ERP in a post-Brexit economy

Future-proofing manufacturers for life outside of the European Union is key to the UK's industrial fortunes, writes Rue Dilhe, Managing Director at Exel

The United Kingdom's decision to leave the European Union is shrouded in uncertainty about certain change. But whatever legislative developments affect the movement of goods (import duties, VAT and export tariffs) post-Article 50, any and all British manufacturing companies will unavoidably need the right support to comply. Future-proofing Enterprise Resource Planning (ERP), therefore, must be the focus for the industry.

So, what is ERP? ERP is a software system that helps you to manage different business functions like financials, supply chain and production, bundling them together in one central place. In day-to-day terms, it relates to automating tasks like data entry or report generation. It means boosting data security, improving inventory management and eliminating the need for single-purpose software.

If the digitalisation shift is about the only thing we can be sure about in the modern world – Donald Trump's shock election to the White House will have also altered the trading fault lines in the West – then it stands to reason that ERP and cloud technology should form global businesses' silver lining. Cloud technology has helped businesses realise a mobile-first workforce and concordantly all successful ERP systems have some sort of web interface that allows you to work anywhere, on whatever device.

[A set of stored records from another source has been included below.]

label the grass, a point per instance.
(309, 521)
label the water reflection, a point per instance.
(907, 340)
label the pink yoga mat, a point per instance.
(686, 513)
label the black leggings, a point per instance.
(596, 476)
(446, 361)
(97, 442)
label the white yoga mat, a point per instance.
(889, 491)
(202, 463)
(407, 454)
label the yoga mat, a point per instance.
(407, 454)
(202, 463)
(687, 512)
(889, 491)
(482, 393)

ERP improves the efficiency of a company's business processes, helping reduce costs and increase capability, whilst keeping customers happy and well informed. ERP provides unparalleled insight into all areas of your business, enabling you to identify high or low-profit activity so you can make better informed strategic decisions and more educated predictions.

Exel is a leading British software author, and we have been developing the flexible ERP solution EFACS E/8 since 1985. EFACS E/8 is adaptable and scalable and the inherent customisation tools mean that as your business requirements change, so can your ERP.

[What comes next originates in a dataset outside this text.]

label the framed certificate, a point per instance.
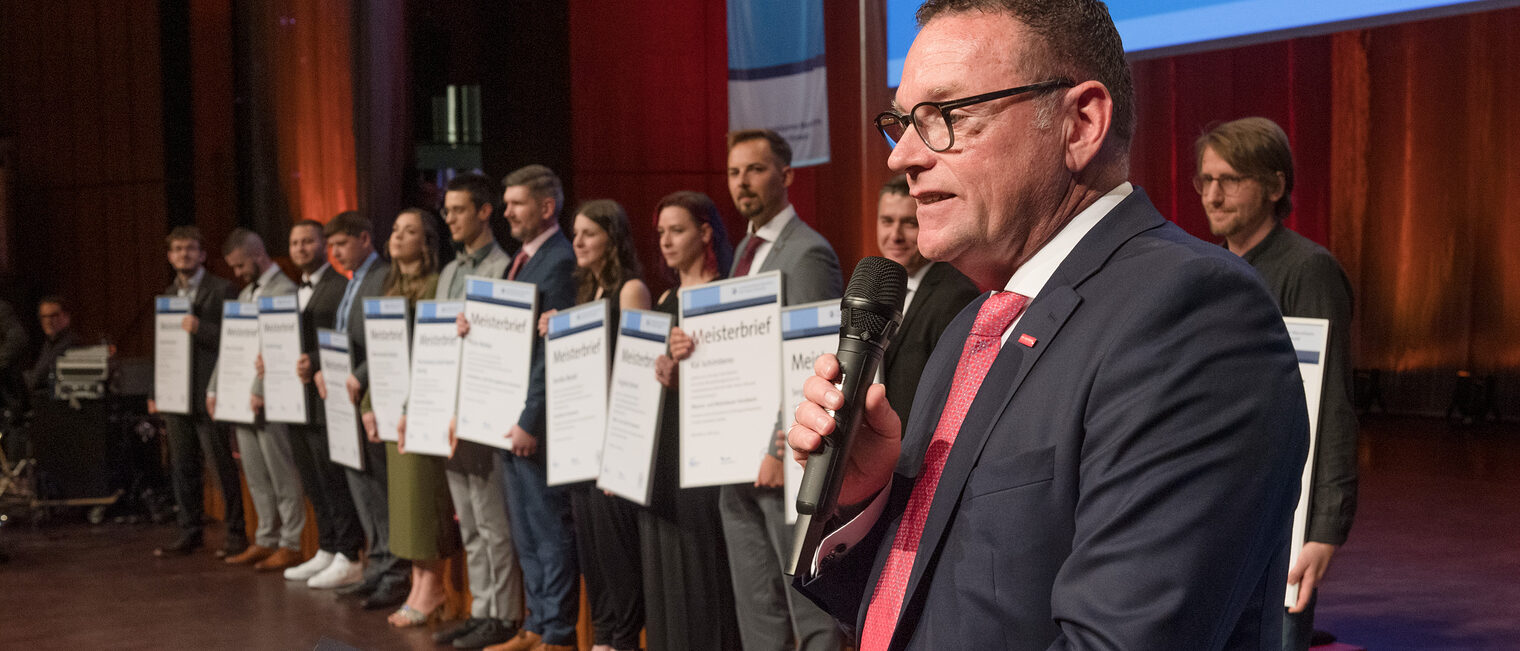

Brexit doesn't necessarily translate to a lack of internationalism. Even if leaving the EU shifts the goalposts for trade, it will not diminish the UK's significance or potential offering in one fell swoop, unless the UK allows it to do so. There are two impetuses, then. They are to make sure that UK business remains attractive and accessible to both stakeholders at home and abroad.

So, how have we at Exel mitigated towards this aim? We've made it very clear that we're a British company and a British company that isn't dependent on imports for what we sell. Currency fluctuations notwithstanding, we can offer our customers at home consistent UK-based pricing in sterling. That doesn't mean, though, that our reach is domestically exclusive. Exel's EFACS ERP systems have always been developed as multi-currency and multi-lingual, with the latest in use in 30 different countries. How do we propose to maintain that international appeal? The answer is simple: by continuing to make EFACS E/8 the most effective ERP solution possible.

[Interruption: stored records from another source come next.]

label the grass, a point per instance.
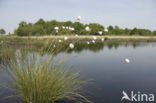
(39, 79)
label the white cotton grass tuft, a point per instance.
(87, 28)
(93, 41)
(106, 30)
(2, 42)
(71, 45)
(56, 28)
(76, 35)
(88, 42)
(94, 37)
(65, 38)
(67, 27)
(79, 18)
(127, 60)
(60, 41)
(54, 45)
(63, 27)
(100, 32)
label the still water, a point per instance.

By deciding to deal directly with their ERP solution's author, a manufacturer can make a meaningful reduction to the implementation costs, risks and timescale of their new ERP solution. More than ever, manufacturing companies have to ask hard questions about technology. Is it flexible? Is it web-friendly? Is it mobile-friendly? Is it extendable or customisable? Exel is prepared on all of these fronts, because you can't assume how you consume ERP today will be how you consume it in five years' time.